Es momento de partir. Dos autobuses aparcan frente a un polideportivo sin techo en el pueblo herreño de San Andrés, pegado a una granja de ovejas. Decenas de senegaleses salen del recinto improvisado de camino al ferri que les llevará a Tenerife. En el suelo, un niño de 11 años les mira sin inmutarse. Está solo. Hay otros menores en el grupo, considerados “detenidos” por quienes les custodian.
Ya en el puerto, un grupo de seis mujeres celebra su traslado. No es común verlas en estas expediciones. Explican que en Senegal no es fácil vivir, que al hostil clima político se suma la falta de oportunidades. “No hay trabajo, no importa que estudies, que vayas a la universidad… Si encuentras dónde trabajar no ganarás lo suficiente para mantenerte”, explica, antes de subirse al ferri, un senegalés que habla perfectamente inglés.

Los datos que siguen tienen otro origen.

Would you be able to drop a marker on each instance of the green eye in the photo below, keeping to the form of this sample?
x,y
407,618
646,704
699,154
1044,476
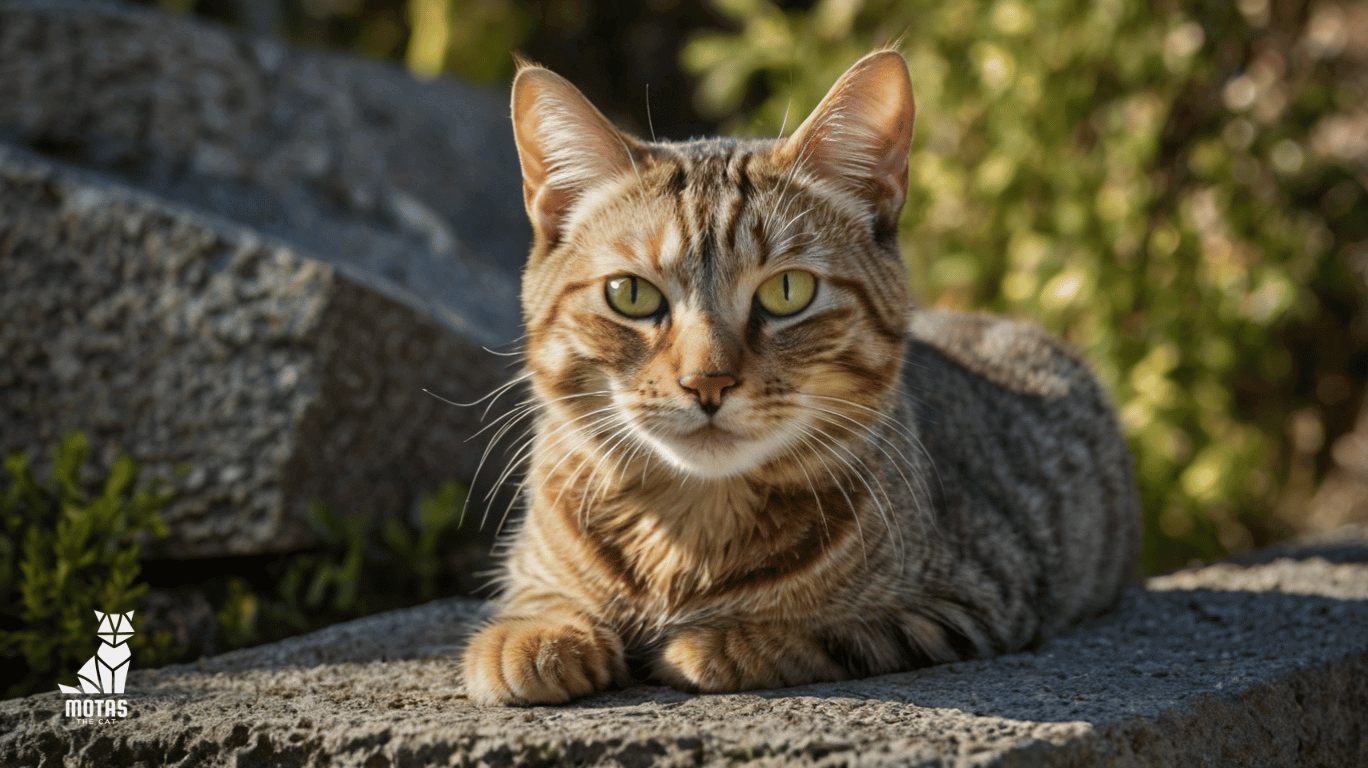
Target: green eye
x,y
632,296
787,293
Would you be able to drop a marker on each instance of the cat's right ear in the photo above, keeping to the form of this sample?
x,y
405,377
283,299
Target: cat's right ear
x,y
565,148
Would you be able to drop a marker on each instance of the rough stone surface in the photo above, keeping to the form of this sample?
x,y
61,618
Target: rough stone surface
x,y
245,374
1259,664
354,162
242,264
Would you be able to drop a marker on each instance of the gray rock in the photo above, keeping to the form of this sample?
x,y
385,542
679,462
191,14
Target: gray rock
x,y
1263,664
354,162
248,375
242,264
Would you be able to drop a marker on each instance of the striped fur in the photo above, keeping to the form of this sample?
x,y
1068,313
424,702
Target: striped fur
x,y
872,489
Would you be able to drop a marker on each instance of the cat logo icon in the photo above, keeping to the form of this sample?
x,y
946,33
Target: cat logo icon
x,y
107,670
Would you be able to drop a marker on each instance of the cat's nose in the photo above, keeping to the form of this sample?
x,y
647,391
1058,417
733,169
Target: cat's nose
x,y
709,388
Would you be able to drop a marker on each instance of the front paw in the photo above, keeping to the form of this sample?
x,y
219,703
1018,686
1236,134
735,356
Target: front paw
x,y
743,657
524,660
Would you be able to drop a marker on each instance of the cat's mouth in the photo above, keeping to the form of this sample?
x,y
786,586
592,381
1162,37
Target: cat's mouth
x,y
710,451
712,436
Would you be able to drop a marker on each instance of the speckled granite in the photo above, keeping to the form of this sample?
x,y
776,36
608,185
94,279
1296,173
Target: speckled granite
x,y
1261,664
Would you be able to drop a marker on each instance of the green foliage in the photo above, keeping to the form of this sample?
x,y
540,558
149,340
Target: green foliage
x,y
1140,180
64,555
348,575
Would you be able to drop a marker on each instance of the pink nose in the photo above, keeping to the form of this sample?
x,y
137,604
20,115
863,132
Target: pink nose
x,y
709,389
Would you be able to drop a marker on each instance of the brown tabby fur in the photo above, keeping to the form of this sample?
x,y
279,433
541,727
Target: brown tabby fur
x,y
878,489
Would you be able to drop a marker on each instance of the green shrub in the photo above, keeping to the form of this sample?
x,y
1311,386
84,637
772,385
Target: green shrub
x,y
349,575
63,556
1138,178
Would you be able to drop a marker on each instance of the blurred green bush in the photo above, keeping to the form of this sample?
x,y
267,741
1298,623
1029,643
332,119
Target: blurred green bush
x,y
66,555
1156,182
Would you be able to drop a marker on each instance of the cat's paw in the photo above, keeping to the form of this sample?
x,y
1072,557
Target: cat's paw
x,y
743,657
524,660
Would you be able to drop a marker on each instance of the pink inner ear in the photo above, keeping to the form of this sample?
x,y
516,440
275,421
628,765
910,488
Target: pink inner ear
x,y
565,147
862,130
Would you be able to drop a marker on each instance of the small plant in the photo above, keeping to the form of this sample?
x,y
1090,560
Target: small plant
x,y
349,575
66,553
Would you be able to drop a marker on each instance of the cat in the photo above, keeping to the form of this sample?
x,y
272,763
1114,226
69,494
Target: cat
x,y
108,668
753,463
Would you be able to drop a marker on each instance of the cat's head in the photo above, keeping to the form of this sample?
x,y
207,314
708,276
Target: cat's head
x,y
722,305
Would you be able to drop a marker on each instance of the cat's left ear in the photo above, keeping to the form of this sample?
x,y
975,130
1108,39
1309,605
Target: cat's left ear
x,y
861,133
565,148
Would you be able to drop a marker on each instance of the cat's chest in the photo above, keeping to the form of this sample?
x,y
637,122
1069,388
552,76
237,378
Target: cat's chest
x,y
675,570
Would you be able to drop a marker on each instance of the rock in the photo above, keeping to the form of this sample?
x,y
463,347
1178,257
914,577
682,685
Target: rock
x,y
246,374
1260,664
242,264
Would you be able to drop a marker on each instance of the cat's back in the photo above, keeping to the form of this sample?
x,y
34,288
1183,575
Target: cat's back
x,y
1033,479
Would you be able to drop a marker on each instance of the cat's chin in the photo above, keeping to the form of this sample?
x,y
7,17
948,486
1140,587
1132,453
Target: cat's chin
x,y
712,452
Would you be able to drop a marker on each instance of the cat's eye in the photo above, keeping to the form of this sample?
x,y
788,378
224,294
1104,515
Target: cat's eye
x,y
632,296
787,293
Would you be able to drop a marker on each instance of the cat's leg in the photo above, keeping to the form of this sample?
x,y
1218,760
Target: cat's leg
x,y
744,656
542,657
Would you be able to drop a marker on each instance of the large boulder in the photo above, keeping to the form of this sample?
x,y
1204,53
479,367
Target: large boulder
x,y
242,264
1263,663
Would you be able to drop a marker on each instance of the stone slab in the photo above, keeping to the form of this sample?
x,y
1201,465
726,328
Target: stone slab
x,y
242,263
1259,664
354,162
246,374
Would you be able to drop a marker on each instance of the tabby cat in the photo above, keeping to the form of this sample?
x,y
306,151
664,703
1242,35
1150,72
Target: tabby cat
x,y
753,462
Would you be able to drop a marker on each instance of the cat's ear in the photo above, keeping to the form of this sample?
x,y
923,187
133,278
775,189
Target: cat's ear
x,y
565,148
861,133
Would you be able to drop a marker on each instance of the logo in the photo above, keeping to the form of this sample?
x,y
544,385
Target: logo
x,y
106,671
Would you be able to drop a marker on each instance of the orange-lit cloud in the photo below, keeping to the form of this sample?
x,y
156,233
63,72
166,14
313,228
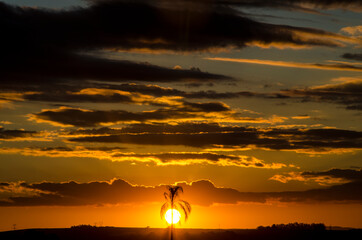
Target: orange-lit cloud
x,y
212,135
202,192
330,177
335,67
159,159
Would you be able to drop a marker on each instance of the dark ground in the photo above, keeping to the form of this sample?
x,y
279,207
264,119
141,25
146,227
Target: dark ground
x,y
112,233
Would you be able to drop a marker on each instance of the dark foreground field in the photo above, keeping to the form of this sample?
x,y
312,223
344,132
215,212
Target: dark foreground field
x,y
111,233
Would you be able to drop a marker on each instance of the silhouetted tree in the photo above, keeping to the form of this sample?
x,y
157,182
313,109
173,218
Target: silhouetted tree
x,y
173,202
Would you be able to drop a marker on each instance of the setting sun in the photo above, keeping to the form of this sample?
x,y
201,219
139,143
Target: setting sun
x,y
176,216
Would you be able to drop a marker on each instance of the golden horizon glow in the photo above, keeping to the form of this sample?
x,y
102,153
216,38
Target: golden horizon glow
x,y
172,216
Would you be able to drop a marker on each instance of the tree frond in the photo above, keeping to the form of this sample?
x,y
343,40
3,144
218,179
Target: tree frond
x,y
186,205
166,195
164,209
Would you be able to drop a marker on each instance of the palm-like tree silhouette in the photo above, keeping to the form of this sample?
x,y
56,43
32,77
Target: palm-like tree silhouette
x,y
173,202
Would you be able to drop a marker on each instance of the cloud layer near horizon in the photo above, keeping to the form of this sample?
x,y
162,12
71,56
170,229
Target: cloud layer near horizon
x,y
202,192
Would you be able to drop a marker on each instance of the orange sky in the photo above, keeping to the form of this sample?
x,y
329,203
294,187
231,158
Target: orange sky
x,y
253,108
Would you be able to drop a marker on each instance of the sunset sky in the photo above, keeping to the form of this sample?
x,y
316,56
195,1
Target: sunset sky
x,y
253,107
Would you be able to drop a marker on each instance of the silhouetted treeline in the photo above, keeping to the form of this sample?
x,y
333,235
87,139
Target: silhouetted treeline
x,y
294,227
291,231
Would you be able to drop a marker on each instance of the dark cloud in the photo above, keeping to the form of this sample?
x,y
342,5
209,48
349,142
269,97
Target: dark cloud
x,y
91,118
208,135
202,192
346,93
346,174
353,56
16,134
291,5
106,93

Al caer la tarde, con Salvamento Marítimo saliendo a rescatar el quinto cayuco del día, no está claro dónde se va a alojar a los recién llegados. “Esto es un auténtico drama. No damos abasto”, se rompe uno de los trabajadores que supervisa el polideportivo. Acaban de llegar los últimos desembarcados, algunos malheridos. Uno en concreto, en silla de ruedas, llora y gime mientras lo llevan en volandas al interior.
—Pero, ¿cómo me vas a traer una guagua con otros 60?, se escucha media hora después.
No hay sitio. Poco más de 20 camas y aún faltan cientos de personas por acomodar. El único destino posible parece ser un monasterio en el municipio de Frontera, al que al anochecer de este miércoles han llevado a unos 500 de los recién llegados en las últimas horas. Un lugar abandonado, con las paredes llenas de mordiscos, que se ha improvisado como estancia provisional. Hay camas plegables por todas partes, separadas por menos de dos palmos entre sí. Los camastros rodean todo el patio interior, donde el viento ruge y sacude violentamente las buganvillas y las palmeras del jardín. Apenas dos personas se afanan en limpiar el lugar tras la última salida para volver a ponerlo a punto cuanto antes.
Tres años después de que los cayucos volviesen a aparecer de forma recurrente en El Hierro, sigue sin haber un espacio fijo y acondicionado para identificar y atender a los que llegan después de travesías de al menos seis días. Algunas cosas se resisten a cambiar.